Verena Krebs (born 1984 in Marburg) is a German historian who specialises in medieval European and African history. She was appointed a professor at the Historical Institute of the University of Bochum in 2017.

== Research ==
Krebs' first monograph, "Medieval Ethiopian Kingship, Craft, and Diplomacy with Latin Europe", received widespread attention upon its publication in 2021 and was very positively reviewed in both academic journals (including by Peter Brown and David Abulafia) and popular media (BBC History Podcast, Smithsonian Magazine, Al Jazeera China).

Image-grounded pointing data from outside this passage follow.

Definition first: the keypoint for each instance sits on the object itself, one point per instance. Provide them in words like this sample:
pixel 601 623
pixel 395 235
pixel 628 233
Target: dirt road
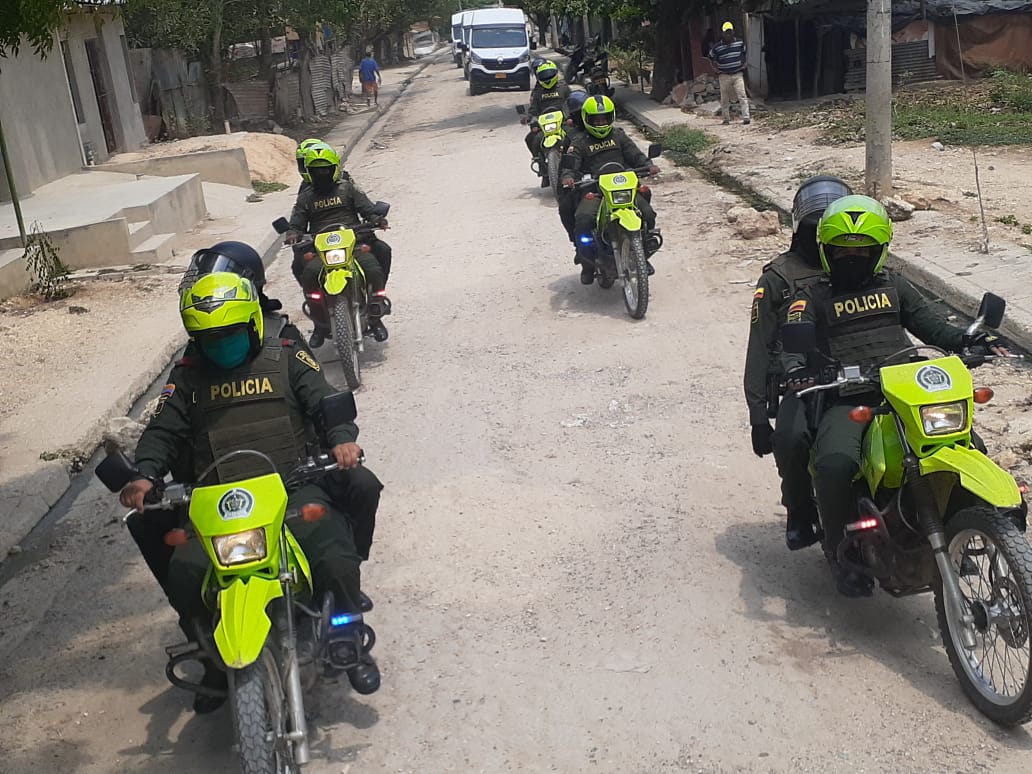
pixel 579 565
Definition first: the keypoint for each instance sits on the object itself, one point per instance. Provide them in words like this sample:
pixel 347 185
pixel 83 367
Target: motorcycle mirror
pixel 337 409
pixel 991 311
pixel 799 337
pixel 116 471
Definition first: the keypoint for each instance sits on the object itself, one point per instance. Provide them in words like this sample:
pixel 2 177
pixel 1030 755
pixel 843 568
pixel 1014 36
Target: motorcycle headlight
pixel 623 197
pixel 335 257
pixel 239 548
pixel 944 418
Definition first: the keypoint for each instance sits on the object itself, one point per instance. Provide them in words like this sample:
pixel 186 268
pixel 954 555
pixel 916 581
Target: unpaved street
pixel 579 563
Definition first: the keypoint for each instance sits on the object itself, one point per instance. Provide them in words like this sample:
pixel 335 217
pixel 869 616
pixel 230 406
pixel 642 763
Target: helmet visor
pixel 207 263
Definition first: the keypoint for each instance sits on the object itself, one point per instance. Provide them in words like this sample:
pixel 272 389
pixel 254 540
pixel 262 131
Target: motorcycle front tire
pixel 344 340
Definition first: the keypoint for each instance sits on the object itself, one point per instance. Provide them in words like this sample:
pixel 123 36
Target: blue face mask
pixel 228 352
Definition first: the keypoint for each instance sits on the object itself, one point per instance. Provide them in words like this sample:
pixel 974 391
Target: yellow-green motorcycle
pixel 622 244
pixel 263 633
pixel 341 302
pixel 934 513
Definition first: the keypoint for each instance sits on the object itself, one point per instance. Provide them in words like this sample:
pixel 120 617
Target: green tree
pixel 33 20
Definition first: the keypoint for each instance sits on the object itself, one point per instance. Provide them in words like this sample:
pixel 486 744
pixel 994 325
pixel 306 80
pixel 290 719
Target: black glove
pixel 985 340
pixel 763 436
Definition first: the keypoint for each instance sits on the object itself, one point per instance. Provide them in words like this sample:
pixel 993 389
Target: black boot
pixel 849 582
pixel 318 337
pixel 214 678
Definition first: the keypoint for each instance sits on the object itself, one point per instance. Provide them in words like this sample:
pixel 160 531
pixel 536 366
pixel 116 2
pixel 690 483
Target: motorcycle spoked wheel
pixel 259 707
pixel 553 169
pixel 344 340
pixel 999 595
pixel 633 270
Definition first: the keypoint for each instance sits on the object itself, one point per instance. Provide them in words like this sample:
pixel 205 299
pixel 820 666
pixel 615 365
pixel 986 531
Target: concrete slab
pixel 228 166
pixel 923 249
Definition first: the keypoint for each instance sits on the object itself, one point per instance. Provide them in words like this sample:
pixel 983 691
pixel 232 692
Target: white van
pixel 464 44
pixel 498 53
pixel 457 38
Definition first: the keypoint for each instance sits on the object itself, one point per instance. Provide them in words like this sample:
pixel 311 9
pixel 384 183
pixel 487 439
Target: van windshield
pixel 498 37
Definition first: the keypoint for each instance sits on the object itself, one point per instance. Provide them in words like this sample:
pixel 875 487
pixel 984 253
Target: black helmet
pixel 814 196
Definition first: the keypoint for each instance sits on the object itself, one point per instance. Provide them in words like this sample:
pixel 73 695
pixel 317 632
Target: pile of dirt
pixel 270 157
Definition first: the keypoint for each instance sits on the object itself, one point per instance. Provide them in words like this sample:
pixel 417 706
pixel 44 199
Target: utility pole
pixel 879 98
pixel 5 157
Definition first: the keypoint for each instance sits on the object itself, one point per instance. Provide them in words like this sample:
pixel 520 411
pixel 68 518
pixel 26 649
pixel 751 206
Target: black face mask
pixel 852 272
pixel 322 182
pixel 804 244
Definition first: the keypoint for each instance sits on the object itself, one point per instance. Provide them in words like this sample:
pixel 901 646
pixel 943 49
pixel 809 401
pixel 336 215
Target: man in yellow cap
pixel 728 56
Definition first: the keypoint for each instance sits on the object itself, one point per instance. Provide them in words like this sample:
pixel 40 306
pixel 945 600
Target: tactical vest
pixel 251 407
pixel 602 152
pixel 862 327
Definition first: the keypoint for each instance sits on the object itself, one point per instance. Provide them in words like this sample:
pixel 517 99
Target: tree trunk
pixel 215 63
pixel 668 47
pixel 265 57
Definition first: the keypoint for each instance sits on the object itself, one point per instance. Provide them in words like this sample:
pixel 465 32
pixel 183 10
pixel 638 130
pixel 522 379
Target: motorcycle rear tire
pixel 255 691
pixel 1016 550
pixel 636 277
pixel 344 340
pixel 553 169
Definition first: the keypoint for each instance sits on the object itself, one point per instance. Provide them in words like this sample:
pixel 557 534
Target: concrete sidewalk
pixel 926 248
pixel 75 402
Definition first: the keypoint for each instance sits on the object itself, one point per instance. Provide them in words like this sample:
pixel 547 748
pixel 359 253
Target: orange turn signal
pixel 313 511
pixel 982 394
pixel 862 414
pixel 176 538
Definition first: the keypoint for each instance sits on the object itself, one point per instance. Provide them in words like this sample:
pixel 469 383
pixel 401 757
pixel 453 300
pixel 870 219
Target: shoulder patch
pixel 166 392
pixel 305 358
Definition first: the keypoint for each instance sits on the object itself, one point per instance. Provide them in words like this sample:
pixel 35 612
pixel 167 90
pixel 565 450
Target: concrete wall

== Education and career ==
Krebs studied at the University of Konstanz and graduated with a Master of Arts in history in 2010. In 2014, she was awarded a bi-national doctorate in Medieval History by the University of Konstanz, Germany, and Mekelle University, Ethiopia, for her PhD research on the medieval history of Solomonic Ethiopia, citing Ethiopian historian Taddesse Tamrat as a significant influence on her research. She was a postdoctoral research fellow of the Martin Buber Society in the Humanities and Social Sciences at the Hebrew University of Jerusalem from 2014 to 2017 before being appointed to a non-permanent professorship (Juniorprofessur) at the University of Bochum in 2017. In July 2025, Krebs was appointed full professor for the "History of Medieval Cultural Realms and their Entanglements" at Bochum.

== Honours ==
Krebs was named a Fellow of the Royal Historical Society (FRHistS) in 2021. In March 2022, she was awarded the Dan David Prize, which "recognizes outstanding scholarship that illuminates the past and seeks to anchor public discourse in a deeper understanding of history" for "overturning traditional narratives of African-European relations and cultural exchange, and painting a vivid picture of the role of art, artisans and relics in state-building and diplomacy in medieval Ethiopia".

That same year, Krebs was awarded a Gerda Henkel Fellowship, which enabled her to spend the academic year 2022/23 as a Member of the School of Historical Studies at the Institute for Advanced Study at Princeton.

== Works (selection)==
- "Medieval Ethiopian Kingship, Craft, and Diplomacy with Latin Europe", Palgrave Macmillian 2021. ISBN 978-3-030-64934-0
- "‘Ethiopia’ and the World, 330–1500 CE" (with Yonatan Binyam), Cambridge University Press 2024. ISBN 978-1-009-10796-9, doi:10.1017/9781009106115.
- "Windows onto the world: culture contact and western Christian art in Ethiopia, 1402–1543." PhD thesis, University of Konstanz: KOPS – The Institutional Repository of the University of Konstanz, 2014.